Proxy for Kerberos?

Roland Dowdeswell elric at imrryr.org
Wed Aug 2 13:47:39 EDT 2006


On 1153768298 seconds since the Beginning of the UNIX epoch
Jiva DeVoe wrote:
>

>Tell me if this is inherently wrong-thinking...
>
>I want to access a kerberos server that is behind a firewall without  
>exposing the kerberos port to the internet.  So I want to proxy it  
>through a tunnel.  I am guessing that Kerberos may have some sort of  
>built-in preventative measures within itself to prevent spoofing or  
>something like that which would cause this not to work.  Is this  
>true?   If not, is there any reason this wouldn't work?

With Heimdal, you can use HTTP encapsulation to talk the a KDC.  This
will work via any HTTP proxy.  I've used this upon occasion to talk
from odd internet setups to my external realms.

You may run into issues with addresses in tickets.  You will have to
turn them off at the very least if you want proxying to work.
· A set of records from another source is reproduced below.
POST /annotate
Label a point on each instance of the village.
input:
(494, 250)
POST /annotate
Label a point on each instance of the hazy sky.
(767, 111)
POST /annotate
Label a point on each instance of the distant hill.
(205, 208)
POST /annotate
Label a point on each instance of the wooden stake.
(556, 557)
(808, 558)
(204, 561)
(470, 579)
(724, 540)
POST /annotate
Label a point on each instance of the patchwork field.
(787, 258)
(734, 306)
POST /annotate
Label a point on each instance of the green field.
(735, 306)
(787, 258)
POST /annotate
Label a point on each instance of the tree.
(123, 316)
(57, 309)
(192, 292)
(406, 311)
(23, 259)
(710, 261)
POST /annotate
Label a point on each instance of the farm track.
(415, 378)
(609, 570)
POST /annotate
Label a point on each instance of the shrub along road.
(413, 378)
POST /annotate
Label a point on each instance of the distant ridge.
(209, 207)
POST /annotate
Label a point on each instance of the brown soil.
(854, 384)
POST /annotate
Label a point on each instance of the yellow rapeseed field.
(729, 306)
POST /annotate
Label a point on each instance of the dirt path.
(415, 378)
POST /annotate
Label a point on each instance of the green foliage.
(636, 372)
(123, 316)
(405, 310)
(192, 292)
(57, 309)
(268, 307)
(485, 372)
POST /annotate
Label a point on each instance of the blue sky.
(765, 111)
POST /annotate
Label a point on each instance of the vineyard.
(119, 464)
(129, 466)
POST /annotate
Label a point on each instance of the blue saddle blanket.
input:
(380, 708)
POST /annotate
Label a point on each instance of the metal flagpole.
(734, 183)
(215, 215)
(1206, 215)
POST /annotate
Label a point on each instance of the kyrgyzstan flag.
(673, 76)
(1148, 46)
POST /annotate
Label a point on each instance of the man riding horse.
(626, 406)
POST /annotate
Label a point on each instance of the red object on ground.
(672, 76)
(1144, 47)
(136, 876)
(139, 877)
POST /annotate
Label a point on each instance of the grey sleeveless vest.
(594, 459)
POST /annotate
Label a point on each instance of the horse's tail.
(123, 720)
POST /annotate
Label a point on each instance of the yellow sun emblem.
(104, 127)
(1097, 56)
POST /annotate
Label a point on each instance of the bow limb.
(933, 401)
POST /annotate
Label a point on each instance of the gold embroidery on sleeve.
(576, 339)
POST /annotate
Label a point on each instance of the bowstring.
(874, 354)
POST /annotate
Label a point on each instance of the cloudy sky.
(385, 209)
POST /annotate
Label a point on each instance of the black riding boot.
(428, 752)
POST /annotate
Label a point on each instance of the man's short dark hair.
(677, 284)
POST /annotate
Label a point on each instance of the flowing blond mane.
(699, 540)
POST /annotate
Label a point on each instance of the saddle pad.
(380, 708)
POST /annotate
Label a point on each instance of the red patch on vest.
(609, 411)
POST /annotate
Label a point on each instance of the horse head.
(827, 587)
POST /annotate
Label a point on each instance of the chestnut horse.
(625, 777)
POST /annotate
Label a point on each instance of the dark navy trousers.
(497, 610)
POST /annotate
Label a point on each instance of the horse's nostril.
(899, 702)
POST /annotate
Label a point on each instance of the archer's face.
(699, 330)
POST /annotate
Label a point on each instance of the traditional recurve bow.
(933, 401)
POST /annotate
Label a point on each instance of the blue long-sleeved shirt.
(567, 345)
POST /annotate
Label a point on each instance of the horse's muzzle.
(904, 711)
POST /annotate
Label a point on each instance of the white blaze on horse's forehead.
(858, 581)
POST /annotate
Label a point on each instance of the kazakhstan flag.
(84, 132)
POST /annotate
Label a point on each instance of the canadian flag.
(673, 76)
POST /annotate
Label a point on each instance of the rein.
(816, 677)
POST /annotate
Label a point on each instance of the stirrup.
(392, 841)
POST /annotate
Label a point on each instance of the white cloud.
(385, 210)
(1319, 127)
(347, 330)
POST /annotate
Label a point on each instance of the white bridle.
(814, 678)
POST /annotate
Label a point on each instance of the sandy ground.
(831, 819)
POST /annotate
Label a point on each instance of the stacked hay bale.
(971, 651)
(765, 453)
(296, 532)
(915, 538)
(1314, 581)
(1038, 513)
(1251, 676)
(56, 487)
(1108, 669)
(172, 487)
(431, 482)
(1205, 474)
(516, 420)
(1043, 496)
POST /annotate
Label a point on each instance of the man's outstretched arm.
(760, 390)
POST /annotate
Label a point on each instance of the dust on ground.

Then there's the question of what you hope to achieve with a proxy.
There is little value with providing an application layer proxy
unless the data that it passes is somehow inspected and sanitised.
Given that much of the data in Kerberos requests is encrypted---you
can't actually do this.  If you are looking to mitigate the risk
of, e.g. a buffer overflow in the ASN.1 code (the most obvious
example, probably), then you would need to analyse all of the ASN.1
in the packet---and being able to do this would mean that you would
have access to any key in the KDCs DB.  So, in effect to sanitise
the ASN.1 data completely you would necessarily have to be a KDC.

You could OTOH provide limited sanitisation functionality---of the
unencrypted data.  If this is of sufficient value, then it might
be a good idea.  There are various pieces of external -> internal
informtion that might be interesting to modify or disallow.  E.g.
if an internal client sends an AS_REQ and the external KDC states
the single DES pre-auth is required then it might be an idea to
either disallow that or substitute a stronger enctype as an interloper
could be telling your client to basically send a very weak pre-auth
packet which could be used to gather information about your password.
It would take a bit of analysis to determine what cleartext bits
of the packet you'd like to restrict, though.